I’m taking care of myself a little extra. I’m learning how to love myself through my boyfriend's eyes because he deserves someone who loves themselves the way that he loves. I don’t want him to see me as any less beautiful (mentally and physically) than he did when we first met. I go the extra mile for my mental health. I spend time with myself to knead out the insecure thought processes that I developed from previous relationships (and relationships that I grew up watching). I take better care of my skin - I have a routine for every morning and night for the first time in my life. I work harder in the gym to be healthier and feel better about myself (and of course to be some eye candy for him haha). He as a person and the man that he is for me contributes to my healing process as a human being in all aspects of life.
If he needs a hand to get something done, I’m helping. Individually, we aren't the best at asking for help. But, when it comes to each other, we are a team. If one of us asks a favor, we aren't lazy about getting it done. Maybe we’ll slack on personal stuff now and then, but it doesn’t last because his success is my success, and my success is his success - big or small.
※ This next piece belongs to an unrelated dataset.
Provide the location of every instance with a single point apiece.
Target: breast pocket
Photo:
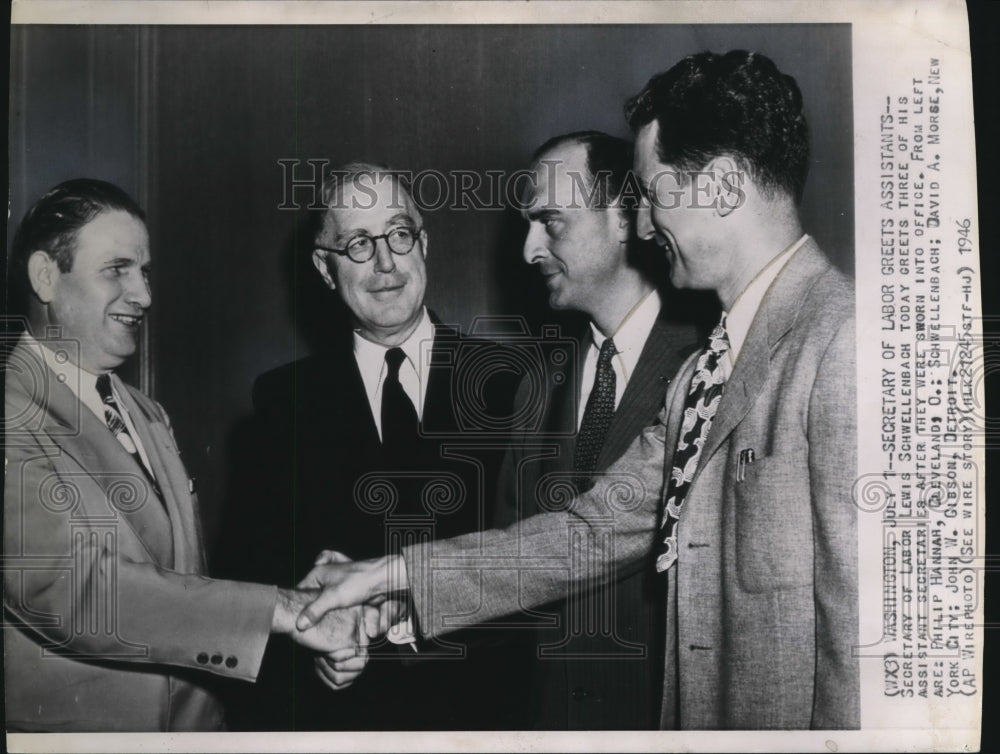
(774, 535)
I protect this relationship differently. Anyone who tries to disrupt my peace with my person gets the boot and that’s because I know and I trust that the same is reciprocated on his end.
you know the individuals in your life that you’d allow to stick around for the daydream? It wasn’t ever anything serious enough to not be cool with each other but you’re also not necessarily friends? Maybe you both would “like” an Instagram story now and then as your way of saying “Hey, hope all is well” without actually having to say it. Anyways, in this love, I no longer feel like I should leave a door cracked open as an emotional shield. Those people don’t matter anymore.
The thing about it all is that the effort of being the person I am with him leads me to feel better about myself and, therefore, it feels effortless.
When people tell you “it shouldn't be hard” they aren’t saying that you should be able to kick your feet up and cruise to the beat of each other’s drums. What they mean is that although you will go through growing pains and have to overcome obstacles (some less challenging than others), doing it together, and because it’s what truly makes you feel good, will minimize the mental distress that comes with those changes, therefore, effortless.
So yeah, “When you know, you know.”
That moment just clicks when you realize how better off you have become as an individual as well as a partner since being with said person.